Fujimori not likely to win seat
Blog Fruits and Votes
29 July 2007

Planted by Professor Matthew Søberg Shugart, Head Orchardist
Alberto Fujimori is running fifth in preference votes in the People’s New Party national list, with around 6,000 50,000 votes in the end (according to an e-mail I received from someone who follows Japan). The party has no chance of winning that many seats in today’s upper house election.
Still wanted in Peru, Alberto Fujimori runs for office in Japan
Peru’s former leader is competing in Japan’s parliamentary vote Sunday … from house arrest in Chile.
By Yuriko Nagano | Correspondent of The Christian Science Monitor
from the July 25, 2007 edition

TOKYO – For most politicians, fame is an asset. But it’s yet to be seen whether it will help Alberto Kenya Fujimori win a seat in Japan’s Upper House on Sunday.
Mr. Fujimori reserves the distinction of being Japan’s only Upper House candidate to conduct his campaign while under house arrest. He is the only candidate to have previously been elected president of a foreign nation. He is also the only aspiring member of the Upper House to have been indicted on more than 20 counts of corruption and human rights violations, including sanctioning death squads – charges he denies.
Fujimori was arrested in Chile in 2005, where he still lives under house arrest, awaiting possible extradition to Peru, the country he ruled from 1990 to 2000. [Editor’s note: The original version omitted the word “possible.”]
His critics accuse him of running for office in Japan to avoid his outstanding charges in Peru, but many Japanese voters don’t even know he’s running.
“If elected, he must really want to accomplish something here [to run in such a condition],” says resident Ako Nakatsu on a recent day in Tokyo’s lively Shibuya district.
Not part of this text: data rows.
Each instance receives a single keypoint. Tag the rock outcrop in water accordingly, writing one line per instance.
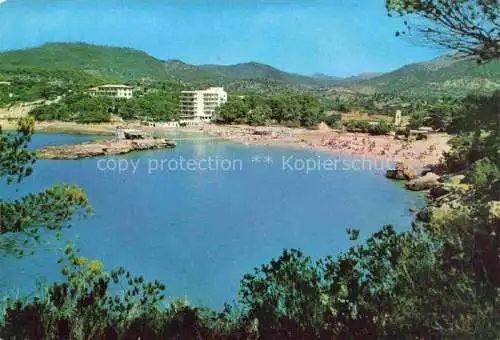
(103, 148)
(402, 172)
(426, 182)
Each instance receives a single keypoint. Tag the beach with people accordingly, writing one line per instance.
(417, 153)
On his website, Fujimori vows to help Japan’s counterterrorism efforts, resolve Japan’s abduction issue with North Korea, and aid Japan in building friendly relations with Latin American countries.
“Politicians in Japan are all amateurs,” says resident Hiroshi Kato, adding that Japan would benefit from Fujimori’s strong Latin America ties. “We need experienced politicians like Fujimori.”
WHAT’S hard for some here to believe, however, is that Fujimori’s bid is legal.
Fujimori is a citizen of both Japan and Peru, even though dual citizenship typically is prohibited in Japan. Shizuka Kamei, acting leader of Fujimori’s People’s New Party, says Fujimori’s Japanese residency is intact because he left using a Japanese passport and is technically “traveling in Chile.” The government of Japan denies giving Fujimori any special treatment.
Even Fujimori’s harshest critics say it’s possible that he could win a seat in Sunday’s vote. “Japanese view Fujimori as a celebrity-type politician,” says Kazuo Ohgushi, professor of Latin American politics at the University of Tokyo and organizer for human rights group Japan Network for Bringing Fujimori to Justice. “People think he’s interesting, someone who has humor.”
But Fujimori himself is dead serious about getting elected.
“Fujimori must have felt like a drowning man clutching at a straw to run in this election,” says Yusuke Murakami, associate professor at the Center for Integrated Area Studies at Kyoto University.
Mr. Murakami says Fujimori is running because of his need to be in a position of power.
Fujimori has been away from politics for more than five years. “I think his pragmatic personality drove him to take a chance in Japan where he thinks he can be useful,” he says.
For his part, Fujimori is hoping the government of Japan influences Chile for his release. As election day approaches, Fujimori’s celebrity pals such as Dewi Sukarno, former wife of Indonesian President Sukarno, are campaigning for him, calling Fujimori the “Last Samurai.”
As a direct message to voters, Fujimori delivers a short speech on his website in not-so-smooth Japanese from what looks like the backyard of a sunny villa.
With a relaxed smile, he says: “I will vow to fight for … the country of the samurai with my life.”